For the company, this means that it has to wait longer for its revenues, while it has already gone into pre-financing by providing the service to the customer and must continue to cover its running costs.

So if you shorten the payment periods for invoices (e.g. from 30 to 14 days), you receive payment more quickly or can send a reminder earlier if the customer does not pay his invoice.

### Create invoices immediately after the service has been rendered

Once a service has been rendered (e.g. goods delivered to the customer), it is advisable to create an invoice immediately and send it to the customer.
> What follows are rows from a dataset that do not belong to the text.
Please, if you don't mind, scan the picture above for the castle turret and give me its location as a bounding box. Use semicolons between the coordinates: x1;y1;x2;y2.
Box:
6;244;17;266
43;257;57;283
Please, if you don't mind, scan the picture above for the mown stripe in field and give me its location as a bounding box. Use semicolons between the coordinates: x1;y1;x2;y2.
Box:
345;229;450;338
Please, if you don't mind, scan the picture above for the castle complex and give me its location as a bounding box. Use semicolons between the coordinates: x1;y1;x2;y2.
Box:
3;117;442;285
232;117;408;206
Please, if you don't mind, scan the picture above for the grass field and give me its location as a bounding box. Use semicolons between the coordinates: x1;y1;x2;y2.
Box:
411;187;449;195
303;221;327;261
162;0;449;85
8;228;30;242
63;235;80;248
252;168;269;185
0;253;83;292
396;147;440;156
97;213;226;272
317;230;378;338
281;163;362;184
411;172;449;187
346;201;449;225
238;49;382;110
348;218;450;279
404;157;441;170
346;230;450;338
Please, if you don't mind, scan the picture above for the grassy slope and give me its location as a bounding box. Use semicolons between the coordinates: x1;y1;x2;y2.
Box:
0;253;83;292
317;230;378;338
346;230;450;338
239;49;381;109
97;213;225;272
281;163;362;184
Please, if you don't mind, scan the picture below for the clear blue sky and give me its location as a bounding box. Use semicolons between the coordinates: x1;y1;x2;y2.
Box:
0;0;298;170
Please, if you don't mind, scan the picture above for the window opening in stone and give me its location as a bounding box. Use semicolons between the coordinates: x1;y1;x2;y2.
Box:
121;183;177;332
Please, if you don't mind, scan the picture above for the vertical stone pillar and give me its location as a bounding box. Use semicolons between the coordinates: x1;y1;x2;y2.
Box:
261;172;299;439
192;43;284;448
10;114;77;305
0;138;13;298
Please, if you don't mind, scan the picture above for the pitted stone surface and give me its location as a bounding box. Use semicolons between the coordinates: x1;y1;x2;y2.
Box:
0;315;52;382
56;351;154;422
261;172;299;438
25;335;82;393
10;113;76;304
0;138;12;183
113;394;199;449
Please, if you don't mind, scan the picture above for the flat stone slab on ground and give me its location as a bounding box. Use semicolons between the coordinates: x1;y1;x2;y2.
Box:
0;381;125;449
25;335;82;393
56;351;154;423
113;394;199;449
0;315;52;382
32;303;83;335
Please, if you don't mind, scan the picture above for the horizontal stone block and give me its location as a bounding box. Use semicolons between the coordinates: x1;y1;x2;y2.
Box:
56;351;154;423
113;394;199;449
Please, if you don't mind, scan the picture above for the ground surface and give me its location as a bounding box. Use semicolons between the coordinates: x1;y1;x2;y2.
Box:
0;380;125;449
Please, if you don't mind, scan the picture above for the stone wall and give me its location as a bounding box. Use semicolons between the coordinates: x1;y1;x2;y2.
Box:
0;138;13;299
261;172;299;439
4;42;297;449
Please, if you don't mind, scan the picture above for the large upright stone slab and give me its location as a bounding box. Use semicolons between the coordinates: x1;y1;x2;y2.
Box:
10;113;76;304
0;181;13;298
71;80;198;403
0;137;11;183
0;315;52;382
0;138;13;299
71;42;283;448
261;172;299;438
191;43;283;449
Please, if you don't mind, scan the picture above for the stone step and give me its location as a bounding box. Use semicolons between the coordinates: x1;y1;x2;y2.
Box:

Some companies wait until the end of the month to issue their invoices, thereby pushing their revenues further into the future and, in the worst case, getting themselves into payment difficulties.

With modern invoice management software, companies can quickly create an invoice and send it to their customers without having to build in an "invoicing day" at the end of the month.

### Agree advance payment with customers

When customers pay for a service in advance, it is most advantageous for a company. It is therefore worthwhile to offer payment in advance. To make this more attractive to customers, you can give them cash discounts or other rebates. Even if this reduces profits somewhat, it avoids creating a cash shortage due to delayed revenues.

If payment in advance is not possible, e.g. for industrial companies that invoice very large order sums, a deposit can be agreed so that the customer pays a certain amount in advance and the rest after the service has been provided.

In project work, it can be useful to define milestones. After these have been reached, an invoice is created for a partial payment. This way, a company has a constant cash flow for longer projects and can keep the accounts receivable days low.